Le lecteur se trouve alors face à une multiplication de récits, les uns enchassés dans les autres. Il y a le récit de Julie, émaillé de rédactions d’élèves, d’articles scientifiques ou de romans divers. Dans les deux parties du roman qui accompagnent Selena, il y a des coupures de presse, datant de la disparition de Julie ou d’ajourd’hui, il y a des rapports de police. A la manière des poupées russes (et l’image n’est pas anodine puisqu’un des personnages, longtemps secondaire, vient de Russie et évoque l’Ukraine), un premier récit en dévoile un autre, qui ouvre sur un troisième. Et, sans l’annoncer, Nina Allan dépose çà et là toutes les clés permettant d’ouvrir ces tiroirs, participant à la reconstitution du puzzle.

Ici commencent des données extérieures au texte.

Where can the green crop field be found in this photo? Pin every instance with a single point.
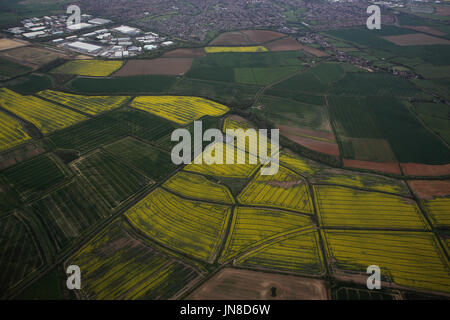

En un sens, quelle importance que le récit de Julie – s’il existe ailleurs que dans la tête de Selena – soit réel ou imaginaire ? Quelle importance de savoir si Julie est morte en 1994 ou si elle s’est téléportée sur une autre planète ? Le propos du livre n’est, finalement, pas là. 

Il s’agit de croire ou non. Il s’agit de vivre, ou non, la vie qui se présente. Il s’agit de préférer, ou non, la vie qu’on aurait pu vivre si un événement tragique n’avait pas eu lieu. 

« Julie avait scindé le monde en deux quand elle avait disparu, et cette division était si prononcée qu’on pouvait presque la voir, si on y réfléchissait, comme un embranchement sur la route. »

Il s’agit plutôt de tomber dans la faille qui sépare deux mondes (la Terre et Tristane, ou le réel et le fantasme), se laisser glisser dans le labyrinthe souterrain qui a été découvert (d’ailleurs, le métier de la femme qui recueille Julie sur Tristane n’est-il pas cartographe de villes englouties ?). 

Lire ce livre, c’est explorer le gouffre qui sépare l’entre-deux, c’est parcourir la fêlure, c’est relier l’os brisé. 

Avec, une fois le roman refermé, l’envie de réparer la fracture.